Asset Management, System Intelligence
As an asset manager, one is always looking for better ways to utilize the data they have to make better data-driven decisions. We live in an unprecedented time for data availability but often times we lack data integration. Furthermore, as we seek to integrate these data sources, we are met with security hurdles in accessing and sharing said data. At times we question if it is even possible to bring this information into a common platform in an efficient manner to facilitate the decision-making process. Is it possible to integrate these disparate data sources in this environment? If we could, what doors would it open for compound analytics and machine learning to further enhance our ability to prioritize maintenance activities?
Your manager walks in and asks you to provide a list of your top 50 transformers to be replaced and she needs it in two days to support the five-year budgeting process. You are responsible for 4,758 transformers which is up from 2,550 last year due to attrition and a hiring freeze. Time to get to work. You know from experience, some of your worst actors, that’s a start. You have condition assessment data like Dissolved Gas Analysis (DGA) and electrical testing. There’s also work order history, outage, and Supervisory Control and Data Acquisition (SCADA) information as well as the notebook you’ve been maintaining for years and a few dozen spreadsheets with various purposes to support your decision-making process. Each of these sources is in its own software and may be listed with legacy asset IDs, serial numbers, and/or current asset IDs. It seems that over the course of multiple mergers and software upgrades, the equipment ids were changed in some systems and not in others. Navigating this maze will be a task in and of itself. If only all of this information could be brought together in one spot…if only.

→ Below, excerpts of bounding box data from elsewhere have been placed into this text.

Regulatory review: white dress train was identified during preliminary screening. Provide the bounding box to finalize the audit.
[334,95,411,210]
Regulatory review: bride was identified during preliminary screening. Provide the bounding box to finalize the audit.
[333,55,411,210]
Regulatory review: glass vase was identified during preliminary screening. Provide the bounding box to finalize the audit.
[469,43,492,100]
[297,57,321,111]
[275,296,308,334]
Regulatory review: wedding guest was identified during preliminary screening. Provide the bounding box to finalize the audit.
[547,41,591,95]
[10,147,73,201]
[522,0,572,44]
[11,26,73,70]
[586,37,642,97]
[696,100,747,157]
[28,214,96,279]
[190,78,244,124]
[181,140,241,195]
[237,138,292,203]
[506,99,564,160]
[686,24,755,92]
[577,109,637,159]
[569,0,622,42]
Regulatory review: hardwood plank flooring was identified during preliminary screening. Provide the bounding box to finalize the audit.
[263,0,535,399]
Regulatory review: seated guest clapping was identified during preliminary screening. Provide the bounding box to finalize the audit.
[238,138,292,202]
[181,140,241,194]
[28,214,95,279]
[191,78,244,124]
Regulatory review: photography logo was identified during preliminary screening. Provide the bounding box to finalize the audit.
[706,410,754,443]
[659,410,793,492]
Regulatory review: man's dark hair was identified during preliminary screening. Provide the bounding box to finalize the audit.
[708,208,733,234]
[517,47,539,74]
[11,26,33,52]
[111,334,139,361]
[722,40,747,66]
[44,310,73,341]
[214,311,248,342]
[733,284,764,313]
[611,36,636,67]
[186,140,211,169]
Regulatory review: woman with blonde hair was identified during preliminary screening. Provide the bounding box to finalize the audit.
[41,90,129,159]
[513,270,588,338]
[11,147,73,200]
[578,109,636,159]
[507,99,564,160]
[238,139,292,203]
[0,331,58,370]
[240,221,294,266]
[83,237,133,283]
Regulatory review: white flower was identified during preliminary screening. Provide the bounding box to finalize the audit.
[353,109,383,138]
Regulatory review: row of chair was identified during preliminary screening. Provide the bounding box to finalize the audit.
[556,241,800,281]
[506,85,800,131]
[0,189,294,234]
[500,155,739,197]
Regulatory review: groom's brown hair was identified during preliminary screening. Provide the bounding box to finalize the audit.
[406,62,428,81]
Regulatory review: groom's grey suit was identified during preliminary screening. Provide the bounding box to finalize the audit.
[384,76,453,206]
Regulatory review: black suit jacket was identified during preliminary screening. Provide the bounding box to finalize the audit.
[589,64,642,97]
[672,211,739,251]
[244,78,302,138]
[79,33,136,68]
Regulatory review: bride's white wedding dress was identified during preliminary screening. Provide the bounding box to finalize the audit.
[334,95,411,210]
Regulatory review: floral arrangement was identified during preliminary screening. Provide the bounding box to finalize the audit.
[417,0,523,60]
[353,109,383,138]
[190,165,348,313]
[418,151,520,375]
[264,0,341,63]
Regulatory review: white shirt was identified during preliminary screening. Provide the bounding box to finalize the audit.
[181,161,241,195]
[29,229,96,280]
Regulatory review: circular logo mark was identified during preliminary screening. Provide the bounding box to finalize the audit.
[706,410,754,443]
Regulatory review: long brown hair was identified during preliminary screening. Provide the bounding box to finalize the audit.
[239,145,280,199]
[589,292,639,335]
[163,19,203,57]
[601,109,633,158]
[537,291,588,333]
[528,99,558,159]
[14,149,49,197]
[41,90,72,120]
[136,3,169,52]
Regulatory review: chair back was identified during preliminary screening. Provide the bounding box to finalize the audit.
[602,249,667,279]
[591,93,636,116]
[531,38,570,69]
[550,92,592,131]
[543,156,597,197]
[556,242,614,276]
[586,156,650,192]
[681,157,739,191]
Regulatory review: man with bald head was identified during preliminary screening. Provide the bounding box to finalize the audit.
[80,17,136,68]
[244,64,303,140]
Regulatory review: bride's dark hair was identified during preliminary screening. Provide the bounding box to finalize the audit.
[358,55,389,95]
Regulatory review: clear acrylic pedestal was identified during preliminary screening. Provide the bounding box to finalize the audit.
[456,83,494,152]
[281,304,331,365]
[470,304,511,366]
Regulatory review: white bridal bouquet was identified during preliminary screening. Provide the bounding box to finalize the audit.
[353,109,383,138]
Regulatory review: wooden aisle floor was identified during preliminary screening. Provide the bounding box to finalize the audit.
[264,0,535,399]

Duke Energy’s journey towards data integration set out with the goal of bringing many disparate data sources together onto a common platform to incorporate engineering analytics and machine learning to lead to data-driven decisions. Multiple data sources were targeted as critical for asset management including DGA, electrical testing, work history, outages, and SCADA. Additionally, Duke had a growing number of Online monitors that were targeted for integration onto the platform.
This was to be an enterprise solution and would need to incorporate the four business regions within Duke. These regions were the relic of previous mergers and each region had previously been a different company. While all regions had converged on the same CMMS and had largely standardized data requirement within it, the other data sources proved to be far more siloed. As each data source was explored, key differences were noted in the way data was handled. Some of the common issues encountered were:
- Equipment ID’s-some used a legacy ID, some used Serial Number, some used CMMS ID
- Naming convention of SCADA information
- Outage information database ID controlled by operations group and implemented regionally
- SCADA naming conventions varied by region, with no standard on abbreviations across regions.
So how was this issue addressed? First step was to pick the master system of record. For our efforts, our CMMS was determined to be the system of record. As the system of record, the CMMS ID would be the unique key to which the other sources would be linked. Because of the importance of the CMMS, a commitment was made to clean up the data and populate fields that had been identified by asset SMEs as critical and highly desired. If an asset was missing critical fields it would not be passed in the HRM platform. For this reason, data cleanup was a priority of the project efforts. Additionally, the extra data would provide more features on which the machine learning algorithms could train.
The next step was to review each source noting regional differences to see how they match up to the system of record ID. The best-case scenario was that the source would use the CMMS ID as the ID, but this was inconsistent between regions and between sources. Several strategies were employed to deal with these shortcomings:
Clean up the data automatically in the source
An example would be to write a program that matches the serial number used as the key in the electrical testing to the serial number field of our CMMS which is the system of record. This program would update the ID field within the electrical test database. For some sources, this wasn’t an option.
Can be done relatively quickly compared to manually updating.
Updating the ID can impact the field technicians performing the test because the asset ID they’re used to seeing is different.
Brute force-Clean up the data manually in the source
These were used when small amounts of data needed processed but weren’t practical if tens of thousands of fields needed to be entered.
Convenient for small quantities of data.
Increased potential for human error, slow, not ideal for large quantities of data.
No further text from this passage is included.